If the blend makes it through the cob test, then the tobacco gets a whirl in a meer.

If the blend makes it past those two taskmasters of taste, it is a winner and joins my cellar.

So, to finish this saga, the aro blend did not quite make it past Cob No. 1. Next came Meer No. 1.

The aro failed both tests. Back in the day, this blend would have been just right.

But either I have become a picky pipe puffer, or my taste buds have moved on in another direction.

As we age—gracefully, we hope—our tastes do change.

A dim light bloomed in my aging brain: why not give the blend a try in one of those darling Danish pipes.

Neerup Classic Pipe
Neerup Classic Pipe

Out comes a Neerup by Peder Jeppesen. The petite Danish pulled the new aro blend right to the front of the palate.

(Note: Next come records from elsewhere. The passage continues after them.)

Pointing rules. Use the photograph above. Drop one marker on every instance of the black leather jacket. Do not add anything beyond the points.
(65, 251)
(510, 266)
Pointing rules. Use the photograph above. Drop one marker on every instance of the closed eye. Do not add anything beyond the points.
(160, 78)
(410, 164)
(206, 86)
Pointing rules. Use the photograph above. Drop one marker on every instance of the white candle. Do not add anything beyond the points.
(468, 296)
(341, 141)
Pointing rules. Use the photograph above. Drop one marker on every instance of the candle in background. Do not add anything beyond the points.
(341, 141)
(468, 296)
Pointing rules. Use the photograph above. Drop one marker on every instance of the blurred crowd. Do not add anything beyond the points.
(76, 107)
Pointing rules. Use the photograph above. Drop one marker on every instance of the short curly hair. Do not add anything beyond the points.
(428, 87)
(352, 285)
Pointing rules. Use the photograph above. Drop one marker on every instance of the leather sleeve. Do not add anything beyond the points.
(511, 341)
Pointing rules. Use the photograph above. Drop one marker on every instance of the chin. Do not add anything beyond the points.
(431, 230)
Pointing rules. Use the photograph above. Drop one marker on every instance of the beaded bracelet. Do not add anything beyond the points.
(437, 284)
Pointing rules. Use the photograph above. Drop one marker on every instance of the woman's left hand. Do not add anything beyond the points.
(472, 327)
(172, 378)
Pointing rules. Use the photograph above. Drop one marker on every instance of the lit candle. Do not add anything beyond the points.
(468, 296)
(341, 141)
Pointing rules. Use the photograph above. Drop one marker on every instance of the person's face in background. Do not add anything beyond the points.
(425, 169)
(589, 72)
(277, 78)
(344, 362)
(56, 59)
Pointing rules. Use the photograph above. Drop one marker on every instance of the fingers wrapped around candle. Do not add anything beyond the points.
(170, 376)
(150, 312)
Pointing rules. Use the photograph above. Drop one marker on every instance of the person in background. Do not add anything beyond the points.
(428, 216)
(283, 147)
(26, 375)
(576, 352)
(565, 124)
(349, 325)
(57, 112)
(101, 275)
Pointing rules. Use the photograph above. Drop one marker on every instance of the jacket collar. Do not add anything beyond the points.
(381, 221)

The triumph of the Danish was puzzling since the cob-meer tests scored the blend two thumbs down (joke intended).

I thought it was a tasting mirage.

Voila! I filled the Neerup with another bowl, just to make sure.

Same tasty experience, returning me to memories of a brash and squandered youth.

So, cutting to the chase, I have added a Danish pipe to the tasting table. And, I ordered more of the aro blend.

And as Bob Dylan, Bard of my youth, sings, things change.

But we pipe smokers can take solace in the knowledge that even though the world transforms around us, we abide.

Pipes and tobacco will prevail in our ever-onward quest to find perfect blends, while smoking some of the best pipes the world has ever produced.

And why? Well, I think it’s like Dylan says in his haunting song about change, we are pressured by the vagaries of time.

Over the years transformations in our lives roll in like building waves in an ocean, just to wax philosophically a moment.

Time changes. We change. Our hopes and dreams are altered as time goes by.

Perhaps the best medicine is to not let our pipe smoking selves become too locked in, too rigid, too fickle.

Over time, that will change as well.




6 Responses

  • Mitch Michelson was a pipe collector from Texas who passed away last summer, but I thought of him, Fred, when I read the opening of your column about thumbs. Mitch and I were annoyed that so many of the newer pipe makers were making pipes with very narrow diameters in the tobacco chamber. Mitch devised the “Thumb Test,” which meant that if he couldn’t stick his thumb into the bowl of a new pipe, the tobacco chamber was too narrow. I thought you would want to know about this — another use of the thumb for improving one’s pipe smoking enjoyment.

  • I enjoy these articles so much. They seem to always include an observation to which I can relate. As Time Goes By I have become increasingly frustrated, struggling with arthritic hands that stubbornly refuse to manipulate pipe and tobacco and matches and tampers and pipe cleaners, with the dexterity I simply took for granted before entering my codger phase. Thanks, Fred, for reminding me that I’m not a lone pipe smoking warrior.